Si Lawler n’était plus effrayé par la perspective du long voyage en mer, il éprouvait encore de loin en loin une douleur lancinante à l’idée de tout ce qu’il allait laisser derrière lui. C’était une nostalgie qui montait rapidement en lui et disparaissait tout aussi vite.
Mais il constata soudain que tout ce qu’il allait abandonner était en train de s’estomper. Le dos tourné au petit village des humains, le regard fixé sur l’immensité sombre de l’océan, il avait l’impression que tout s’envolait, que tout était emporté par la brise de terre. La figure imposante de son père ; sa mère, à la fois douce et insaisissable ; ses frères, déjà presque sortis de sa mémoire. Toute son enfance, son entrée dans l’âge adulte, son bref mariage, toutes les années passées en qualité de médecin de l’île, le docteur Lawler de sa génération. Tout cela était en train de s’effacer d’un seul coup. Oui, tout. Il se sentait étrangement léger, capable de s’envoler sur les ailes du vent et de flotter jusqu’à Grayvard. Toutes ses entraves semblaient s’être brisées. Il venait en un instant de se libérer de tout ce qui le retenait à Sorve. De tout.
Les quatre premiers jours du voyage avaient été calmes, presque trop.
— C’est quand même bizarre, déclara Gabe Kinverson en secouant gravement la tête. Normalement, si loin en mer, poursuivit-il en portant son regard sur les paisibles flots bleu-gris, les ennuis ne devraient pas tarder.
Il y avait une brise soutenue et les navires faisaient force de voiles. La flottille naviguait en formation serrée sur une mer calme, cap au nord-ouest, cinglant vers Grayvard. Une nouvelle patrie ; une nouvelle vie. C’était pour les soixante-dix-huit passagers, les bannis, les exilés, comme une seconde naissance. Mais une naissance, que ce fût la première ou la seconde, pouvait-elle être aussi facile ? Et combien de temps le resterait-elle ?
Le premier jour, avant de gagner la haute mer, Lawler avait passé de longs moments à la poupe pour regarder une dernière fois l’île de Sorve dont les contours s’estompaient peu à peu.
Pendant ces premières heures, Sorve s’élevait au fond de la baie comme un tertre allongé de couleur ocre.
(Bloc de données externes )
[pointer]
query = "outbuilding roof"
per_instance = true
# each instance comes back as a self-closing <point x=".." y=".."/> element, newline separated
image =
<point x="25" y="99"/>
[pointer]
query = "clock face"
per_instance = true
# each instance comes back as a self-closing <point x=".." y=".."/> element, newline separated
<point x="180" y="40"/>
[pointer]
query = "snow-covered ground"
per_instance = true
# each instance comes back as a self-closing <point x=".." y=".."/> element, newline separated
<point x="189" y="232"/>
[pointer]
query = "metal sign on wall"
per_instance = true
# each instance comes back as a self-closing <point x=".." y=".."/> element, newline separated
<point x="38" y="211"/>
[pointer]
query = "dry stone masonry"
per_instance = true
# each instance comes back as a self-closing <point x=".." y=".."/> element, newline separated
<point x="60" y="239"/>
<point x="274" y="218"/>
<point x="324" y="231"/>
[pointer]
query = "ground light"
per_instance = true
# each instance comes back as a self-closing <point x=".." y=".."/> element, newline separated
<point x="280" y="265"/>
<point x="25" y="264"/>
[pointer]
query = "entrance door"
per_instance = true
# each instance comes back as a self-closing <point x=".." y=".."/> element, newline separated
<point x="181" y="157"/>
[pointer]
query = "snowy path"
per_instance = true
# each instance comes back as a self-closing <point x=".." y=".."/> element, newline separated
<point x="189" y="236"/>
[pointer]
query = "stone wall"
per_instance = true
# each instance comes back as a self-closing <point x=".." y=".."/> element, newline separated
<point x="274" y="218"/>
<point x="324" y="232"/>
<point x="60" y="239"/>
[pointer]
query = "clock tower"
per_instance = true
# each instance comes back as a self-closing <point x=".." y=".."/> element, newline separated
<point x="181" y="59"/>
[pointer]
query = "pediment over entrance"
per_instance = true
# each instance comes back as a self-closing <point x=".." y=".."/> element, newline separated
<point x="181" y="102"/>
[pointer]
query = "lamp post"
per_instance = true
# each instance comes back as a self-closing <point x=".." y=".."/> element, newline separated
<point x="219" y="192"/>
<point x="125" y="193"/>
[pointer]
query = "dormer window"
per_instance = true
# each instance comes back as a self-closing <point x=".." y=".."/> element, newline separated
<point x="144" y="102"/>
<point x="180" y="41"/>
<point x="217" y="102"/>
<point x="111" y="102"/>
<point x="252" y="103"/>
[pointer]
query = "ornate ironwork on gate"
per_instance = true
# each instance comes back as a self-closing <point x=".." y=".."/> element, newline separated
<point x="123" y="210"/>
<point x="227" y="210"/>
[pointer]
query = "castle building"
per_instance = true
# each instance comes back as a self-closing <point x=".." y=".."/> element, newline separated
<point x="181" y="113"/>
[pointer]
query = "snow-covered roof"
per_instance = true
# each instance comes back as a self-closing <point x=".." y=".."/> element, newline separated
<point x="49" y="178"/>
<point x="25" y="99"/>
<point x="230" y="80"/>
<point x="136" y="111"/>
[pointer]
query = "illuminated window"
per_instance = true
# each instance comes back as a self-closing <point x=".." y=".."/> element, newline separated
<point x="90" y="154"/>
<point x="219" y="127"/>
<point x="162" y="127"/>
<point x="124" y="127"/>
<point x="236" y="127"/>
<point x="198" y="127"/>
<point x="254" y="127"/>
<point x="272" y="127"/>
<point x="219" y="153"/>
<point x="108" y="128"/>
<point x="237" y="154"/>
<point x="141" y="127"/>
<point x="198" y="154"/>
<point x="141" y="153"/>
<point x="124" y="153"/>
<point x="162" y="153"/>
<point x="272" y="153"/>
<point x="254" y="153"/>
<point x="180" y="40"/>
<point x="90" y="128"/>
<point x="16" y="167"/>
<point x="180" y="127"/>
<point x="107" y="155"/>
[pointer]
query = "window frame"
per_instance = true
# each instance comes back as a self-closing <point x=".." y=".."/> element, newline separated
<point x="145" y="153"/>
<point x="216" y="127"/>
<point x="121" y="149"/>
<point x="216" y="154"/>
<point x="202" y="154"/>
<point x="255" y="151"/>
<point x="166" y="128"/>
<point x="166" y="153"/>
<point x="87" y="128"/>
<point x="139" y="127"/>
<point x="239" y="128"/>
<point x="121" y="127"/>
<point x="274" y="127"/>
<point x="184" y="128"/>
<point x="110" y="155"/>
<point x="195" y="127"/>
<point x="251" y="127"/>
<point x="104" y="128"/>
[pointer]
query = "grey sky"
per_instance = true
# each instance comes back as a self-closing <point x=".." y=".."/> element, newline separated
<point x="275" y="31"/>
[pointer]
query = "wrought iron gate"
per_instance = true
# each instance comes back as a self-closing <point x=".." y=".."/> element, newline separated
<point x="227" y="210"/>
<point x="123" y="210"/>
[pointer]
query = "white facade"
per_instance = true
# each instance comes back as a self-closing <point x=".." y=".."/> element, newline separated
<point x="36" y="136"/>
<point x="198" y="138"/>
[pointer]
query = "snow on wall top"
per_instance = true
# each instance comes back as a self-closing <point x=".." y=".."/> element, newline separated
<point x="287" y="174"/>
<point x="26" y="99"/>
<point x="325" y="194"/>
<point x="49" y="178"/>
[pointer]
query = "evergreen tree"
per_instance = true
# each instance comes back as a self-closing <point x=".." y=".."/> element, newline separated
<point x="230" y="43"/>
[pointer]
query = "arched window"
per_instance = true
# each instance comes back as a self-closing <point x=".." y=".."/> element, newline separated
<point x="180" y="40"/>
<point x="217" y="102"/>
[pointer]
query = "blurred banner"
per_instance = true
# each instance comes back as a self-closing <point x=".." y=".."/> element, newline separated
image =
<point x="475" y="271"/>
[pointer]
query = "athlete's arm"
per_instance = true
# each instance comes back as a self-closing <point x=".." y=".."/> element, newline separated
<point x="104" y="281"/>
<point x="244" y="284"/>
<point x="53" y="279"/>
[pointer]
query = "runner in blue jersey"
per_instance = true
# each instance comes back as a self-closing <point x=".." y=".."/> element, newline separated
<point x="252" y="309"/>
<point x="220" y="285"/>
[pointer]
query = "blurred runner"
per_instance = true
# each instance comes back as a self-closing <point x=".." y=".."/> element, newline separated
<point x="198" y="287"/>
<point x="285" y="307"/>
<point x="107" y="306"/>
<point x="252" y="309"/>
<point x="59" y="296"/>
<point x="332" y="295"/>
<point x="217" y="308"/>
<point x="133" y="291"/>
Elle paraissait encore à ce moment-là bien réelle, tout à fait tangible. Lawler distinguait la forme familière du plateau central, les deux bras ouverts, les toits en flèche des vaarghs, la masse de la centrale électrique et le pêle-mêle des bâtiments du chantier naval de Delagard. Il crut même discerner une ligne sombre formée par les Gillies venus assister depuis le rivage à l’appareillage.
Puis les flots commencèrent à changer de couleur. Le vert soutenu de l’eau peu profonde de la baie céda la place à la couleur de l’océan, un bleu sombre teinté de gris. C’était le signe indiquant véritablement que les navires s’éloignaient de la côte et qu’ils laissaient la baie derrière eux. Ce fut pour Lawler comme si une trappe s’ouvrait sous ses pieds et qu’il dégringolait en chute libre. Dès que le fond artificiel de la baie eut cessé d’être visible sous la quille, Sorve alla en se rapetissant rapidement jusqu’à ce qu’il ne subsiste plus qu’une ligne sombre à l’horizon, puis plus rien du tout.